DayInProgress@lemmy.ko4abp.com to Selfhosted@lemmy.world – 21 points –

The 6 nines mean that an ideal service should have 99,9999% uptime, right?

That's almost 32 seconds of downtime in a year!

If so, how much would it cost to do it? (Let's consider that is a marketplace site with 1000 daily users)

13

It’s really hard. And really expensive. I used to work in five nine environments, life or death type use cases, and my rule of thumb was that you double your cost for every extra nine you add.

When we got to five nines it was multiple hot standbys with a custom control and orchestration plane - literally custom hardware we had to build. This was for local installations, so not modern cloud environments (it was over a decade ago), but many of the challenges are similar, like session handling, transmission replay and caching, locking, clashing, routing, jitter, latency etc.

Looks like it is very stressful to work when you need this amount of availability, even more with the pressure that a little error can cause giant consequences.

Thanks for your answer!

I'm sorta surprised that it's only 2x per nine. Six or seven nines sounds ridiculous.

6 nines is really really difficult. It’s hard to estimate costs with specific requirements, but a marketplace site with 1000 daily users means you’re expecting about 1 user per minute, which isn’t a lot. I’d imagine you could get by with the cheapest cloud hosting.

The real problem is that most major cloud providers don’t offer 6 nines. Even AWS only offers credits below 99.5%, so you’d want to not lock yourself into a single provider. My best suggestion is to have a small/cheap server with all of the big names and load balance/round robin between them.

This.

At some point, you need to be able to quantify the risk to your business before you can do this.

For instance, if your business earns $10 per transaction, and you perform 100 transactions per second, the difference between five and six nines (313 seconds vs 31 seconds) is $282,000; nowhere near enough to justify the added investment.

However, if you perform ten thousand transactions per second, the difference is $28.2M. Which, frankly, is still not enough for the added staff and infrastructure costs that would be required. Enough for other mitigations, sure, but not six nines.

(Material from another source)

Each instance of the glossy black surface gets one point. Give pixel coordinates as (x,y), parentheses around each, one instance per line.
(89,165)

For reference, Visa is pretty widely quoted to do 24,000 transactions per second. Suffice to say, as Notorious stated, it is really really difficult.

This is such an open ended question that nobody can give you an accurate answer as there are so many factors that need to be considered.

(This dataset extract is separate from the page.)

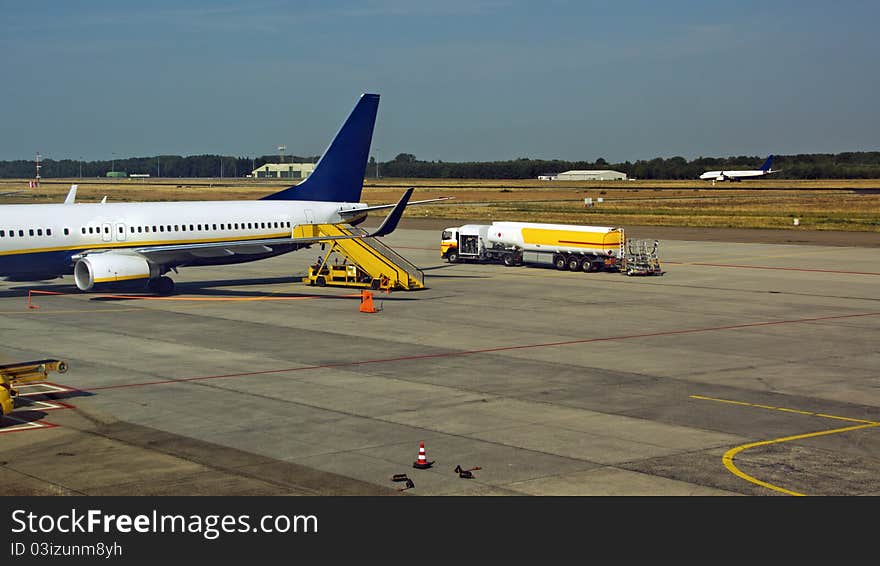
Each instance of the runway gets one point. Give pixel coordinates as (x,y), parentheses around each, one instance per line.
(746,369)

How big is the site? How much data is being stored? What is the DB backend? How does it handle failover between DB servers in the event the primary goes down? Is it being hosted in a cloud service, your own DC or a cupboard? Does the location it is being hosted already have redundant power and internet connectivity? Are they diverse, so if one provider fails the other one will remain online? You’d need to maintain separate sites in case one location goes down due to a major event like an earthquake, so you need to replicate data in real-time to your DR location.

There are so many factors to consider and I haven’t named them all. Regardless of what your answer is, it would be very expensive to maintain any server at 6 9’s level of availability. For a marketplace website with only 1000 visitors a day there is no need for that level of availability because there would be times in the day that nobody would be on it. Only a marketplace the size of Amazon would consider that level of availability.

Whoa, there are a lot more factors than i was thinking.

I am not planning to host a site, I was just thinking about it and how complex it would be to make such website and well, makes sense to only the biggest sites on the web have that level of availability.

Thanks for your answer and for your time!

Sure. It just depends on how flexible your definition of "downtime" is.

Exactly. I think about an email hosting service. What does downtime mean exactly? Is the service down when you can send but cannot receive mail? Or when the service receives mail but it can't deliver it to your inbox? Nailing this down can be difficult, especially (in my experience) with the ones who decide where $$$ goes.

Possible yes. Cost effective / valid business case probably not. Every extra 9 is diminishing returns: it'll cost you exponentially more than the previous 9 and money saved from potential downtime is reduced. Like you said 32 seconds of downtime, how much money is that for the business?

You're pretty much looking at multiple geographically diverse T4 datacenters with N+2 or even N+3 redundancy all the way up and down the stack, while also implementing diversity wherever possible so no single vendor of anything can cause you to not be operational.

Even with all that though, you'll eventually get wrecked by DNS somewhere somehow, because it's always DNS.